Academic Hall, constructed from 1902-1906, was built using limestone and was topped with a copper sheathed dome. Academic Hall was the new central building on campus and was meant to replace the Normal School Building. However, unlike the Normal School Building, this new construction was no longer the only building on campus. At its completion, Academic Hall was accompanied by what are known today as the Art Building, Carnahan Hall, Albert and Leming Halls. Although, Albert and Leming are no longer standing. Still under construction in 1906, was what is known today the Serena Building. Academic Hall no longer had to serve all of the school’s purposes anymore with the new buildings and halls that could house various offices and classrooms. Now, over 110 years later, Academic Hall still stands and was recently renovated, from 2012 to 2013. Most of the building’s historic interior features were preserved with the renovation and therefore the historic character of the building has been preserved.

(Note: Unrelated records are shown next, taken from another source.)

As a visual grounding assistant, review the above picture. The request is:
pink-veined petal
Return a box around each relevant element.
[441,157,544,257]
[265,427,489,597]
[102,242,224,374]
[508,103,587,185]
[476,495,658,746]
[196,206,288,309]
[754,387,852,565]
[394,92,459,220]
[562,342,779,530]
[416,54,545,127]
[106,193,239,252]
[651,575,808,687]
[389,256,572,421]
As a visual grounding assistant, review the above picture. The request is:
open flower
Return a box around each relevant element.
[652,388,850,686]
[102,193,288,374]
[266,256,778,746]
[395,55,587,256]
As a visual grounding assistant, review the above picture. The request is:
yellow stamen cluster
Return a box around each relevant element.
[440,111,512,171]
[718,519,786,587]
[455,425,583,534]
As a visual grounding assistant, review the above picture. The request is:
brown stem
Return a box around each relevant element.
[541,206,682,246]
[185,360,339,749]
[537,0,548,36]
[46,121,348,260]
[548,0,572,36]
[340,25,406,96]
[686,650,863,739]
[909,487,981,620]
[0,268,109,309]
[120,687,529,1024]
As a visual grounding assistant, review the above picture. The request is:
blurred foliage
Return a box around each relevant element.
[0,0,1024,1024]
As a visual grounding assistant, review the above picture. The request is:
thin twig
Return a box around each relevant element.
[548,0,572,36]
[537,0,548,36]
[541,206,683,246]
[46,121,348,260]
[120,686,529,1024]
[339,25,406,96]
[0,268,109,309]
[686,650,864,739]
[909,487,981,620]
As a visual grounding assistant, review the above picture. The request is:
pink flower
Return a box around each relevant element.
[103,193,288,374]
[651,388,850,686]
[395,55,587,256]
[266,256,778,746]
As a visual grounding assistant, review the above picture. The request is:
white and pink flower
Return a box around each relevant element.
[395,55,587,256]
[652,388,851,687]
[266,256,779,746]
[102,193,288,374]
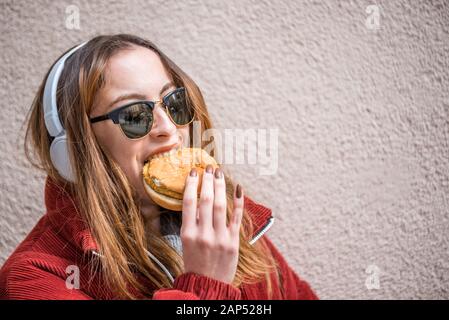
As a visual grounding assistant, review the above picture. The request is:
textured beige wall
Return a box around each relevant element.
[0,0,449,299]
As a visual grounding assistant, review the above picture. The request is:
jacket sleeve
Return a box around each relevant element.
[0,264,92,300]
[263,236,318,300]
[153,272,241,300]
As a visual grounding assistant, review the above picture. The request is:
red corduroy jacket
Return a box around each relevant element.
[0,179,317,300]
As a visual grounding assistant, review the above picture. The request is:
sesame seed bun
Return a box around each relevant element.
[142,148,218,211]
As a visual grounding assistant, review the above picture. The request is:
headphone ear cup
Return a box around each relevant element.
[50,133,75,182]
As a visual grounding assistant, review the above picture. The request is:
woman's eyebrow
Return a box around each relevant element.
[108,82,174,109]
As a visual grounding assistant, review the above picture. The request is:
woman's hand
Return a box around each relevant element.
[181,166,243,284]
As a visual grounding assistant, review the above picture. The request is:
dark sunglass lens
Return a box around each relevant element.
[165,89,194,125]
[119,103,153,139]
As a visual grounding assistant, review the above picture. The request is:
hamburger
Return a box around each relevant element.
[142,148,218,211]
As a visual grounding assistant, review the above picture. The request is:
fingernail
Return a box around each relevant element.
[215,168,222,179]
[235,184,242,199]
[206,164,214,173]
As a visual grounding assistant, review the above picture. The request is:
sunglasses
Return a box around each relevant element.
[90,87,195,139]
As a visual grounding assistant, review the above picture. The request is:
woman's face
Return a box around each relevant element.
[90,46,189,214]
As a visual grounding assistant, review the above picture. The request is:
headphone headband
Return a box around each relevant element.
[43,41,87,137]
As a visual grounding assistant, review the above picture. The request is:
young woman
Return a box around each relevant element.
[0,34,317,299]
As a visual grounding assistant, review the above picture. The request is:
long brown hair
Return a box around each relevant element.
[25,34,278,299]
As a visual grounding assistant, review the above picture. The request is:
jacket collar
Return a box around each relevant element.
[45,177,274,253]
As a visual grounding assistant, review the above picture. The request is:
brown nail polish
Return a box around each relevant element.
[235,184,242,199]
[215,168,222,179]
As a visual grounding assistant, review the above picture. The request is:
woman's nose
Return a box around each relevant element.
[150,103,176,138]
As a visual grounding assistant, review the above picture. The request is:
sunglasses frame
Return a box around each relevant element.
[89,87,195,140]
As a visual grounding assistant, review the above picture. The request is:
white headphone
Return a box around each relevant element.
[43,41,87,182]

Special Collections and Archives is fortunate to house several documents, photos, plans and other materials that document the Normal School Building, the transition from Normal School Building to Academic Hall, and the history of every other building on campus. One of the Special Collections and Archives’ most valuable resources on the subject of university buildings, and where the most of this information and photos originate, is the University Buildings and Grounds Collection. The collection contains documents on everything from the earliest campus plans to the River Campus. Anyone interested in more information on the Normal School Building, Academic Hall, or any other University building should take the time to browse this collection and its vast, varied content. Another valuable resource for learning more about the University’s history is the book Normal to University: A Century of Service, by Dr. Arthur H. Mattingly. Special Collections and Archives, Room 306 Kent Library, has several copies of this manuscript available for reading as well as several copies in the main collection that may be checked out.